Жизнь в этой бойне, постоянном голоде, грязи, соседстве со смертью наложила на многих свою мертвящую печать. Огрубели они. Кое-кто заморил в себе совесть и стал привыкать к подлости. Я потянулся к тем, кто еще сохранял какое-то мужество…
Я знал немецкий и совсем неплохо русский. Это помогло связаться с хорошими людьми, которых сами же фашисты выделили красными треугольниками — «винкелями». Главное — удавалось через них получать кое-какие продукты и новости. Каждый успех наших на фронте не только прибавлял сил, но и приближал к нам тех, кто уже уставал верить.
(Вот я сказал: успех наших. Вы только поймите, что значило для меня, для многих, многих других с полным правом причислять себя к советскому народу, к тем, кто громил фашистов… Это же лучшее лекарство…)
Несмотря на каторжный труд, люди, как только оставались без надзора эсэсовцев, менялись на глазах.
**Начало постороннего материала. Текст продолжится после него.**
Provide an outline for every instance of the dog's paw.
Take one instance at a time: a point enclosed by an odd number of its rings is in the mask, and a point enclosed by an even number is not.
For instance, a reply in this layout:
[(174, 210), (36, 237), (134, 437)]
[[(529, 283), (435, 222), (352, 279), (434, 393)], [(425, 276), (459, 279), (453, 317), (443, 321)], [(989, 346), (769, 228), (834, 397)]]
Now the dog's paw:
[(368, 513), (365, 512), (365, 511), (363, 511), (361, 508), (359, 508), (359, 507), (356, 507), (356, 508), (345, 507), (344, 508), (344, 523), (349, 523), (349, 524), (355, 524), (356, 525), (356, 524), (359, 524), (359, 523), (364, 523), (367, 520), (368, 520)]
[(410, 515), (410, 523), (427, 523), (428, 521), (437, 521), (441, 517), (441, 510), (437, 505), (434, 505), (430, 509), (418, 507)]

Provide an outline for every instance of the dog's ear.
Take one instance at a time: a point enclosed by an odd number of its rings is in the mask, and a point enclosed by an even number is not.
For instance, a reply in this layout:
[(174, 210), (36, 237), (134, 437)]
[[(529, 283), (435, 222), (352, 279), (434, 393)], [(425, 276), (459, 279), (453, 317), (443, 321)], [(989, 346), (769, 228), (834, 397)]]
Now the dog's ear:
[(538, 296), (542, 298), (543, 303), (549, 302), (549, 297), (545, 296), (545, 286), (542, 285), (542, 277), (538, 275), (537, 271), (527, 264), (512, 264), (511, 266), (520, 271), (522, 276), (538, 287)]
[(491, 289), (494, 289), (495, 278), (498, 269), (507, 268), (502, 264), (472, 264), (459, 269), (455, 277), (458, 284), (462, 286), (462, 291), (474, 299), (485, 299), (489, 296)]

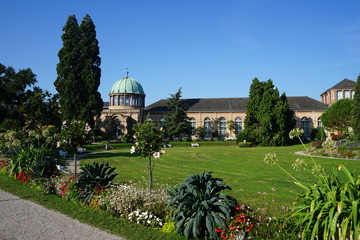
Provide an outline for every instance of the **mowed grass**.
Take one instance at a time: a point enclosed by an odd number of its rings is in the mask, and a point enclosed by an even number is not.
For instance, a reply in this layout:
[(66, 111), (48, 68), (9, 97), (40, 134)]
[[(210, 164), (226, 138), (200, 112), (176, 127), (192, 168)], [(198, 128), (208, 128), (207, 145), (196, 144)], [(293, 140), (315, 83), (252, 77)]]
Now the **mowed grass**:
[[(314, 177), (308, 172), (296, 172), (291, 167), (296, 158), (302, 158), (306, 160), (310, 168), (312, 166), (310, 157), (295, 154), (303, 150), (301, 145), (239, 148), (235, 145), (202, 146), (200, 143), (200, 146), (192, 148), (190, 144), (188, 146), (175, 145), (173, 148), (164, 149), (167, 152), (166, 155), (153, 159), (155, 186), (174, 187), (190, 174), (213, 171), (214, 177), (222, 178), (232, 188), (232, 191), (228, 191), (227, 194), (236, 197), (240, 203), (250, 204), (256, 208), (267, 208), (274, 213), (279, 212), (283, 206), (292, 205), (301, 189), (278, 167), (263, 162), (265, 154), (269, 152), (276, 153), (280, 165), (298, 180), (307, 183), (314, 182)], [(314, 159), (328, 172), (339, 164), (345, 164), (350, 171), (360, 174), (360, 161)], [(86, 156), (81, 160), (81, 164), (93, 161), (110, 162), (110, 166), (116, 167), (116, 172), (119, 174), (115, 179), (117, 182), (131, 180), (146, 186), (147, 159), (140, 158), (137, 154), (130, 154), (128, 148)]]

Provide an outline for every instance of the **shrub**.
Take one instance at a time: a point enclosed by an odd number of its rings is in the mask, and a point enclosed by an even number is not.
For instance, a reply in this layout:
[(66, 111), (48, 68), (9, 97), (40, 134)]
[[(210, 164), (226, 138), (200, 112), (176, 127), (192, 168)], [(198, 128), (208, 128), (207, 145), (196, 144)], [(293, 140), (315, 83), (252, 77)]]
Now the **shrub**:
[(166, 193), (164, 188), (155, 189), (149, 193), (146, 189), (130, 184), (114, 185), (101, 196), (102, 208), (109, 213), (128, 217), (132, 212), (140, 210), (164, 219), (166, 215)]
[(252, 143), (251, 142), (239, 142), (238, 146), (239, 146), (239, 148), (252, 147)]
[(108, 162), (93, 162), (92, 165), (85, 164), (81, 169), (82, 172), (76, 181), (76, 187), (80, 192), (79, 198), (82, 199), (85, 204), (88, 203), (94, 194), (98, 194), (109, 187), (110, 182), (117, 175), (117, 173), (114, 173), (116, 168), (109, 167)]
[(211, 174), (189, 175), (180, 187), (168, 189), (176, 232), (186, 238), (216, 239), (215, 228), (226, 228), (225, 220), (236, 205), (233, 197), (220, 193), (231, 188)]

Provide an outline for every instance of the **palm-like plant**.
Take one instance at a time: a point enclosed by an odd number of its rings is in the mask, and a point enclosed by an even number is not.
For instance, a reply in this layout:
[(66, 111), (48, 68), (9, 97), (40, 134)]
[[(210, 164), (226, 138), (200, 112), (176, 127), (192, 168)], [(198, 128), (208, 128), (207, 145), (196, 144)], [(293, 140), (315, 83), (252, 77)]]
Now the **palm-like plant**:
[(225, 219), (236, 205), (235, 198), (220, 193), (231, 188), (212, 173), (189, 175), (180, 187), (168, 189), (176, 232), (186, 238), (216, 239), (215, 228), (226, 229)]
[(80, 191), (79, 198), (86, 204), (96, 192), (100, 192), (110, 186), (111, 181), (116, 177), (116, 168), (111, 168), (109, 163), (85, 164), (76, 182)]

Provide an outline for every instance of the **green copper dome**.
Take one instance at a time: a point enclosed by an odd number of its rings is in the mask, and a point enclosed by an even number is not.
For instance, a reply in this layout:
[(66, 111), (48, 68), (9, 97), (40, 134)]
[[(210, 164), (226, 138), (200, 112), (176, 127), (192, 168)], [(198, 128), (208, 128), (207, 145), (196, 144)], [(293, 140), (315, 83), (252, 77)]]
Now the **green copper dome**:
[(141, 84), (130, 77), (125, 77), (116, 81), (111, 88), (110, 94), (112, 93), (133, 93), (145, 95)]

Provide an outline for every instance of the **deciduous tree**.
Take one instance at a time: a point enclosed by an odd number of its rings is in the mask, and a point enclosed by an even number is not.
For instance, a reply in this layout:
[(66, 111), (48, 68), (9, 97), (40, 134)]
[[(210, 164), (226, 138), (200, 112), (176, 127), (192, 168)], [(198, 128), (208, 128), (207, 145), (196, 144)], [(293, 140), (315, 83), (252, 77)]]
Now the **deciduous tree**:
[(340, 131), (341, 135), (348, 136), (353, 103), (353, 100), (344, 98), (331, 104), (321, 115), (321, 122), (324, 127), (330, 131)]

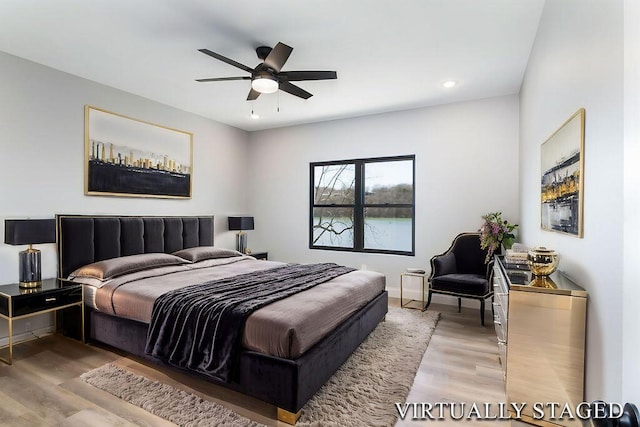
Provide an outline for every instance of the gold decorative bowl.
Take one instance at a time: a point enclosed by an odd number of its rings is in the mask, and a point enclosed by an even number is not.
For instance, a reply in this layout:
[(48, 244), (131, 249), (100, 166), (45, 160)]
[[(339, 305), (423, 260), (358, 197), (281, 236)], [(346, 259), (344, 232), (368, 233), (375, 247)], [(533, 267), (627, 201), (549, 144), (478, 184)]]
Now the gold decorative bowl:
[(559, 256), (544, 246), (532, 248), (527, 255), (529, 270), (534, 276), (548, 276), (558, 268)]

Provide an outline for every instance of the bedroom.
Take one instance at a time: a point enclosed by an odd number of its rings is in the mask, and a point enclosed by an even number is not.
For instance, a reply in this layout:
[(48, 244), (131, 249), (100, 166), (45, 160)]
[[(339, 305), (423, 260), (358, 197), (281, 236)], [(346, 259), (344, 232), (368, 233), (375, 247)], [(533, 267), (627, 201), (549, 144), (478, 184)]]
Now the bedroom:
[[(11, 3), (3, 4), (2, 19), (11, 19), (5, 12)], [(457, 232), (476, 230), (480, 215), (502, 210), (520, 224), (524, 243), (558, 250), (563, 257), (561, 268), (571, 272), (590, 293), (587, 400), (638, 402), (640, 391), (634, 381), (640, 377), (634, 363), (638, 349), (633, 347), (638, 345), (637, 332), (630, 326), (638, 323), (634, 302), (640, 296), (635, 285), (640, 273), (634, 268), (638, 239), (632, 238), (638, 236), (640, 227), (634, 215), (638, 205), (634, 191), (638, 176), (633, 162), (637, 129), (627, 117), (638, 114), (634, 103), (640, 98), (638, 71), (633, 58), (640, 55), (637, 33), (632, 25), (624, 25), (627, 20), (637, 21), (637, 6), (632, 1), (547, 1), (544, 7), (520, 91), (257, 132), (223, 125), (13, 54), (0, 54), (4, 77), (0, 144), (5, 160), (0, 172), (0, 216), (214, 214), (216, 244), (232, 248), (234, 233), (226, 231), (226, 216), (251, 213), (256, 227), (250, 232), (249, 243), (255, 250), (268, 250), (271, 259), (326, 260), (358, 268), (365, 265), (385, 273), (390, 295), (398, 296), (400, 272), (411, 266), (426, 266), (429, 257), (444, 250)], [(11, 38), (3, 35), (2, 39), (0, 50), (9, 52)], [(205, 46), (196, 48), (201, 47)], [(309, 66), (325, 65), (314, 62)], [(322, 92), (316, 91), (312, 100), (321, 98)], [(244, 94), (239, 101), (248, 115)], [(193, 132), (197, 153), (193, 198), (172, 201), (84, 196), (86, 104)], [(539, 229), (537, 160), (528, 159), (537, 159), (540, 143), (581, 106), (587, 111), (589, 153), (585, 237), (570, 239)], [(487, 131), (481, 133), (479, 129)], [(394, 141), (394, 147), (389, 147), (389, 140)], [(468, 140), (475, 140), (477, 145), (469, 148)], [(473, 166), (473, 156), (485, 155), (488, 149), (492, 156), (499, 156), (492, 157), (492, 164), (499, 166), (479, 171)], [(416, 206), (420, 213), (415, 257), (307, 249), (309, 162), (414, 153), (424, 162), (416, 182), (425, 192)], [(299, 159), (299, 163), (280, 167), (278, 162), (287, 158)], [(446, 166), (451, 162), (456, 162), (459, 172), (458, 178), (448, 180), (454, 186), (451, 192), (466, 193), (474, 199), (438, 197), (439, 178), (449, 172)], [(288, 178), (289, 168), (294, 167), (300, 168), (294, 173), (304, 179)], [(468, 185), (473, 185), (473, 191), (467, 189)], [(272, 188), (277, 191), (267, 191)], [(294, 200), (284, 198), (297, 193), (301, 196)], [(293, 221), (283, 221), (279, 210), (272, 208), (292, 203), (302, 212)], [(467, 206), (477, 208), (471, 211)], [(41, 245), (40, 249), (44, 273), (51, 277), (56, 271), (54, 245)], [(3, 283), (17, 280), (17, 251), (9, 245), (0, 247)], [(477, 307), (470, 305), (468, 310), (475, 313)], [(30, 326), (38, 331), (49, 326), (49, 320), (34, 318)], [(26, 325), (19, 327), (22, 329), (18, 332), (27, 332)], [(2, 331), (6, 337), (6, 329)]]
Появился интерес к моим «лекциям». Вначале я читал на память Мицкевича, Гейне, Пушкина, Гёте. Потом перешел к истории. В бараке — густая темнота. Я рассказываю. Тишина. Товарищи будто спят… Конечно, «лекции» были короткие. Слишком дорог был для нас сон…
Но главное — дети… Никак не решусь о них…
Детей мы увидели, когда попали на строительство. Там работала большая группа ребятишек, подростков — они кололи щебень. Несколько раз в день я тащился к ним со своей тачкой, чтобы забрать щебенку. Страшно было смотреть на них, на их худенькие, как ивовые прутики, руки. Как только удерживали они тяжелые молотки…
И вот сейчас я, Арон Горовец, хочу засвидетельствовать вам, товарищ военврач, всем советским народам, всему миру, что расскажу то, что видели мои глаза, слышали мои уши и что должны знать все, у кого в груди бьется человеческое сердце.
Однажды, прошлой осенью мы, команда строителей, видели как унтершарфюрер Франц Прейфи, Гаген и изверг Штумпе — по кличке «Цак-цак» или «Смеющаяся смерть» — отбирали из рабочей команды подростков уже не способных работать и убивали их ударом молотка по черепу. Нас окружали эсэсовцы с собаками, Мы приросли к земле. Некоторые мальчики плакали. Двое или трое успели что-то выкрикнуть. Остальные стояли, оцепенев, и молча ждали смерти.